Je veux ne pas être une victime en attente à la merci des autres. Qu’il s’agisse d’un mauvais gouvernement, d’une mauvaise entreprise, etc. Je suis indépendant sur le plan de l’électricité, par exemple. Donc je n’ai pas à me soucier des entreprises cupides et corrompues qui sous-investissent dans les infrastructures critiques. J’ai aussi choisi la liberté de ne pas être un esclave salarié pour survivre, etc.

Vous vivez dans un lieu reculé du Colorado. Ce serait impossible pour vous de vivre en ville ?

Vous pouvez absolument vivre en ville et être malgré tout survivaliste. Mais c’est un peu plus difficile, principalement parce que vous avez moins d’espace personnel et que vous devez vivre au milieu d’autres personnes non préparées, dans une zone dense. Mais il existe de nombreux scénarios où être en ville est un avantage. Par exemple, les services d’urgence vont se concentrer là où ils peuvent faire le plus de bien, ce qui signifie aller là où il y a le plus de gens.

Être survivaliste aux États-Unis ou en Europe, c’est la même chose ?

Fondamentalement, oui. Il y a des différences mineures. Comme la façon dont les Américains doivent réfléchir différemment à leur retraite et à leurs dépenses de santé car ils n’ont pas la même couverture sociale dans ces domaines que les Européens. A contrario, il sera plus facile aux États-Unis de faire pousser de la nourriture car il y a plus de place par habitant.
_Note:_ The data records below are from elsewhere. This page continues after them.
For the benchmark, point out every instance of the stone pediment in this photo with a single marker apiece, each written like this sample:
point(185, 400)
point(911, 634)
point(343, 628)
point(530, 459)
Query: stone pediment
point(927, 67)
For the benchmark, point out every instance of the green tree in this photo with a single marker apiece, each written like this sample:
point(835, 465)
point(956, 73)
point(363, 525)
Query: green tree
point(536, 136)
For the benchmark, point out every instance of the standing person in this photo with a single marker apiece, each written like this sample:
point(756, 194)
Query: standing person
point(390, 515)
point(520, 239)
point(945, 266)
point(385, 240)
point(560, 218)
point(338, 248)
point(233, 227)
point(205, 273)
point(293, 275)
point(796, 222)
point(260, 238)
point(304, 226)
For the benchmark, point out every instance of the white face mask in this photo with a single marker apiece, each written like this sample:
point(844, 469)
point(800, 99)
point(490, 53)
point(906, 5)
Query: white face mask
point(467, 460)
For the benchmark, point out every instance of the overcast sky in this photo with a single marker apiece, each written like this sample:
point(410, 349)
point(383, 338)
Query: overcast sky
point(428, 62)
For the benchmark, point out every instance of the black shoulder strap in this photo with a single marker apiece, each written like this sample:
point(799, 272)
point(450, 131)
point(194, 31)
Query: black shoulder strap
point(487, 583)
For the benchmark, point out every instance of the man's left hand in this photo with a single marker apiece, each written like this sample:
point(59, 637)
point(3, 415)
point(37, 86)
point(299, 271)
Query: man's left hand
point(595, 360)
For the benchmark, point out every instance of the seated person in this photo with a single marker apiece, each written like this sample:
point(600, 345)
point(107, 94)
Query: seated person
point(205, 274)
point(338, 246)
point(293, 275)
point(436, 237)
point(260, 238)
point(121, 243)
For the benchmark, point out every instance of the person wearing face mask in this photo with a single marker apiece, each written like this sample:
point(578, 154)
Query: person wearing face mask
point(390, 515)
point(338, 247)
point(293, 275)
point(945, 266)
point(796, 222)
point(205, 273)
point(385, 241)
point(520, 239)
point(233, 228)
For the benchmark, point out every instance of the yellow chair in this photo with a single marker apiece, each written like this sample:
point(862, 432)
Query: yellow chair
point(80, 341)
Ma femme est d’origine européenne et elle est toujours étonnée de tout l’espace que nous avons ici.

La série documentaire « Un Monde Nouveau » est disponible sur arte.tv du 8 novembre 2022 au 13 mai 2023. Elle sera diffusée à la télévision sur Arte, mardi 15 novembre 2022 à 20h50. Et sera disponible en DVD chez Arte Éditions le 22 novembre 2022.